Lineage Answers a Different Question

Data lineage tools answer the question "where did this data come from and where does it go?" They trace data from source systems through transformations to final outputs. This is valuable for debugging, compliance, and impact analysis.

But lineage does not answer a different, equally important question: "how do these entities relate to each other?" Knowing that the orders table flows from PostgreSQL through Fivetran to Snowflake through dbt to a Looker dashboard tells you the pipeline. It does not tell you that orders.customer_id references customers.id, or that the relationship is one-to-many, or that there are 47 other relationships in the schema that nobody documented.

These are fundamentally different questions. Confusing them leads teams to assume their lineage tool covers relationship documentation. It does not.

What Lineage Tracks vs What It Does Not

Lineage tools track data flow: source to transformation to destination. They know that column A in table X was derived from column B in table Y through a specific SQL transformation. They can tell you that if table Y changes, table X is affected.

What lineage does not track:

Which columns are foreign keys referencing other tables

The cardinality of relationships between entities (one-to-one, one-to-many, many-to-many)

Implicit relationships that exist in application logic but not in SQL transformations

Cross-database entity references that do not flow through a tracked pipeline

Relationships between tables in the same database that are used in ad-hoc queries but not in any documented pipeline

Lineage is about the journey of data. Relationships are about the structure of data.

The JOIN Blind Spot

Consider a simple analytics query:

sql

1SELECT c.name, SUM(o.amount) as total_spend
2FROM customers c
3JOIN orders o ON c.id = o.customer_id
4GROUP BY c.name

Lineage tools can trace the output columns back to their sources. They know that total_spend comes from orders.amount and name comes from customers.name. But the JOIN condition, the relationship between customers.id and orders.customer_id, is treated as a query detail, not as a documented entity relationship.

If an analyst writes this JOIN in a notebook, the lineage tool may not see it at all. Ad-hoc queries are often outside the scope of lineage tracking, which focuses on managed pipelines and models.

Column-Level Lineage Gets Closer But Still Falls Short

Column-level lineage is more granular. It tracks which specific columns feed into which outputs, including through JOINs and transformations. This gets closer to relationship documentation because it captures that orders.customer_id was used in a JOIN with customers.id.

But there are gaps. Column-level lineage records that a JOIN happened in a specific query or model. It does not declare that a relationship exists between orders and customers as a schema-level fact. The relationship is an observation from one query, not a documented truth about the data model.

Multiple queries might JOIN the same tables on different columns. Column-level lineage captures each instance separately. It does not synthesize them into a coherent entity-relationship model.

Entity Relationships Are Not Data Flow

The conceptual difference matters. Data lineage is a directed graph: data flows from A to B to C. Entity relationships are an undirected graph: table A relates to table B, regardless of which direction data flows.

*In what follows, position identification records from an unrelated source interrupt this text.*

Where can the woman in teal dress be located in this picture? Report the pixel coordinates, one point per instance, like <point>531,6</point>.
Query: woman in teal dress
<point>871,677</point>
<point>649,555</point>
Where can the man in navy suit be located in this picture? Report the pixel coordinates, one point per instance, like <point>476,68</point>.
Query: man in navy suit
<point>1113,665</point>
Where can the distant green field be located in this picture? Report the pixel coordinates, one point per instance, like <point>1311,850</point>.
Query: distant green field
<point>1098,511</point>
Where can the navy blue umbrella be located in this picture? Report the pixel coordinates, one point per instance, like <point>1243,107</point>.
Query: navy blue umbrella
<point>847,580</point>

An orders table does not "flow" to a customers table. They are related. The relationship has properties (which columns connect them, the cardinality, whether it is enforced) that are independent of any specific data pipeline.

This distinction explains why lineage tools do not capture relationships well. They are designed to model flow, not structure. Adding relationship documentation to a lineage tool is possible but awkward, like using a road map to describe building architecture.

Practical Consequences

The gap between lineage and relationship documentation creates three concrete problems.

Semantic layer gaps. Semantic layer tools like dbt MetricFlow need entity relationships to generate JOINs. Lineage can show which tables a metric depends on, but it cannot provide the relationship definitions the semantic engine needs. You still have to define those manually.

Governance blind spots. Data governance requires understanding both how data flows and how data relates. If you know that customer data flows from source to warehouse but do not know which tables in the warehouse reference customer entities, your access controls and retention policies have holes.

AI agent limitations. AI agents that query databases need relationship context to generate correct SQL. Lineage tells the agent which tables exist and how they were built. Relationships tell the agent how to JOIN them. Without both, the agent can find data but cannot combine it correctly.

Lineage Plus Relationship Discovery

The answer is not to replace lineage with relationship discovery. Both solve real problems. The answer is to recognize that they are complementary and invest in both.

Lineage tells you the pipeline: where data comes from, how it transforms, where it goes. Relationship discovery tells you the model: how entities connect, what the cardinality is, which relationships are explicit and which are implicit.

Together, they provide the complete metadata picture that data governance, semantic layers, and AI agents need. Separately, each leaves gaps that the other fills.